Walter Bonatti, l’alpinista che dopo aver superato incredibili sfide con la roccia, il clima e la montagna, arrivato a oltre ottomila metri d’altezza, quasi sulla cima di una delle montagne più difficili da scalare del mondo, il K2, scoprì a sue spese che la minaccia più grande per l’uomo è l’uomo stesso; eppure, la grande delusione del K2 lo spinse ancora più in là a mettersi alla prova in nuove sfide in solitaria, nuove scalate impossibili e infine a viaggiare in tutto il mondo. Tutto ciò per trovare la cosa più importante della vita: se stesso. «Bonatti è stato un eroe contemporaneo – ha continuato Argentero -. Non esiste una vera motivazione per raggiungere la cima di una montagna, ma soltanto la consapevolezza che ci sarà molto da faticare. La montagna è una metafora della vita, ti insegna a seguire il tuo ritmo, il tuo respiro, il tuo passo. L’obiettivo di Bonatti era rendere possibile l’impossibile».

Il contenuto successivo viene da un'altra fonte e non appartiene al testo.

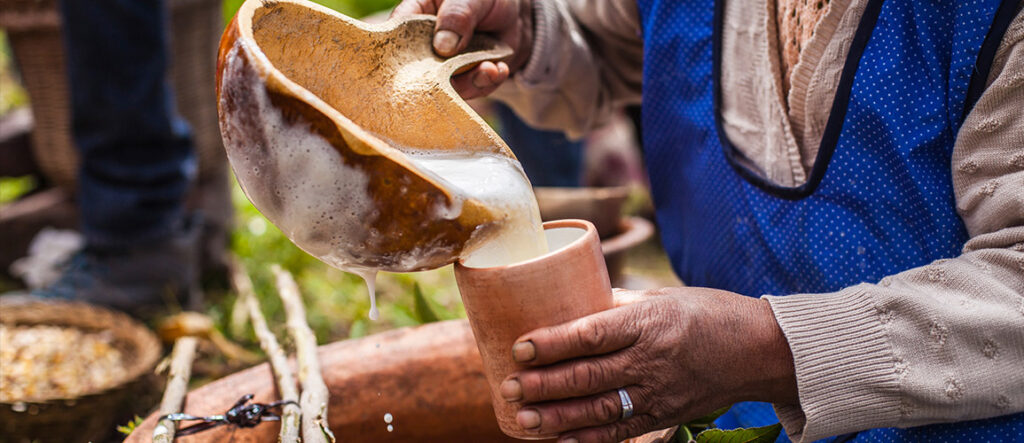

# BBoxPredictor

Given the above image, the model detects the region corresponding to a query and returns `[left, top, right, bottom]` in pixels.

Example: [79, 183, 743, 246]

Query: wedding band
[618, 388, 633, 419]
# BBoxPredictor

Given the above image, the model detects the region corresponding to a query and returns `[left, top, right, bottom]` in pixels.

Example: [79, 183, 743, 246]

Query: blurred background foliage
[224, 0, 398, 23]
[0, 0, 465, 366]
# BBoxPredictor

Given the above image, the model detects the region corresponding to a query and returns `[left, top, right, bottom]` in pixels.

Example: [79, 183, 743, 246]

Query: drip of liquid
[354, 269, 381, 320]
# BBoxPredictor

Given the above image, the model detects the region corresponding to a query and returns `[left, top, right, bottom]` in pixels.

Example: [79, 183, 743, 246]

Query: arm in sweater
[498, 0, 1024, 441]
[767, 8, 1024, 441]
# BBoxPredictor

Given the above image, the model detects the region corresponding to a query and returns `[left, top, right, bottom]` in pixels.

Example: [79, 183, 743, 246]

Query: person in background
[394, 0, 1024, 443]
[34, 0, 201, 313]
[492, 101, 584, 187]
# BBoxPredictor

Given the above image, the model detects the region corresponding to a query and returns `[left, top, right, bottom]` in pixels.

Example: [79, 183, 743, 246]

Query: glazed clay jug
[217, 0, 514, 272]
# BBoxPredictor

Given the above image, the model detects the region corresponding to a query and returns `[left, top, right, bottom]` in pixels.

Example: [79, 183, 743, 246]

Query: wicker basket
[0, 0, 232, 269]
[0, 296, 163, 442]
[0, 0, 225, 190]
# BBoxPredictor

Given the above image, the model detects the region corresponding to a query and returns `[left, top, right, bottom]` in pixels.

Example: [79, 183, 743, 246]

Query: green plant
[118, 415, 142, 436]
[0, 175, 38, 205]
[223, 0, 398, 20]
[674, 406, 782, 443]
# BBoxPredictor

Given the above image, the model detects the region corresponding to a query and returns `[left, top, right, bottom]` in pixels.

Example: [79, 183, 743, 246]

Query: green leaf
[413, 282, 440, 323]
[686, 406, 732, 429]
[696, 424, 782, 443]
[118, 415, 142, 435]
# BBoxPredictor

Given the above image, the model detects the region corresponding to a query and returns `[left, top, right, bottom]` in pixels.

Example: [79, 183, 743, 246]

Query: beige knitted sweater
[496, 0, 1024, 441]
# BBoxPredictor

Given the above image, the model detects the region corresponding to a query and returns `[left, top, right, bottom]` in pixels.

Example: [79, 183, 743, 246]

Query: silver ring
[618, 388, 633, 419]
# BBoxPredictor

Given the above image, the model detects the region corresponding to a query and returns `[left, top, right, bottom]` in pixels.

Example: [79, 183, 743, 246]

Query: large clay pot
[455, 220, 614, 439]
[127, 320, 536, 443]
[125, 320, 672, 443]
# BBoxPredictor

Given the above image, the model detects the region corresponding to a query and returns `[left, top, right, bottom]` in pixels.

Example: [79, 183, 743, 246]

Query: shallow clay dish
[217, 0, 514, 271]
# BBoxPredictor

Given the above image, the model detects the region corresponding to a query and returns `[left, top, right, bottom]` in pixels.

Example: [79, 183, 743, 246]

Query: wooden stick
[270, 265, 334, 443]
[227, 256, 301, 443]
[153, 337, 199, 443]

Alberto Tomba, lo sciatore che ha fatto sognare l’Italia intera, quello che, nonostante il suo carattere e la sua propensione a creare “casini”, è il simbolo sportivo italiano per eccellenza degli anni Ottanta e Novanta. Leggerezza nella vita e determinazione, tenacia e aggressività sulla pista: questo è stato Tomba, uno dei più grandi campioni olimpici italiani, uno dei personaggi della storia dello sci capace di concentrare su di sé l’attenzione di un intero Paese durante le sue gare, che fosse a scuola, al lavoro o durante la kermesse più famosa d’Italia: il Festival di Sanremo. «Io sono nato in una famiglia di sciatori e alpinisti – ha concluso l’attore torinese -. Da ragazzino mi addormentavo ascoltando racconti di montagna e avevo il poster di Tomba nella mia stanza, per me un idolo, un creatore di emozioni, un uomo del popolo che stupiva tutti con la sua semplicità, la gioia, il sorriso».

Tre storie completamente diverse l’una dall’altra, tre personaggi accomunati da una sola caratteristica: essere diventati, ognuno a modo proprio, degli eroi.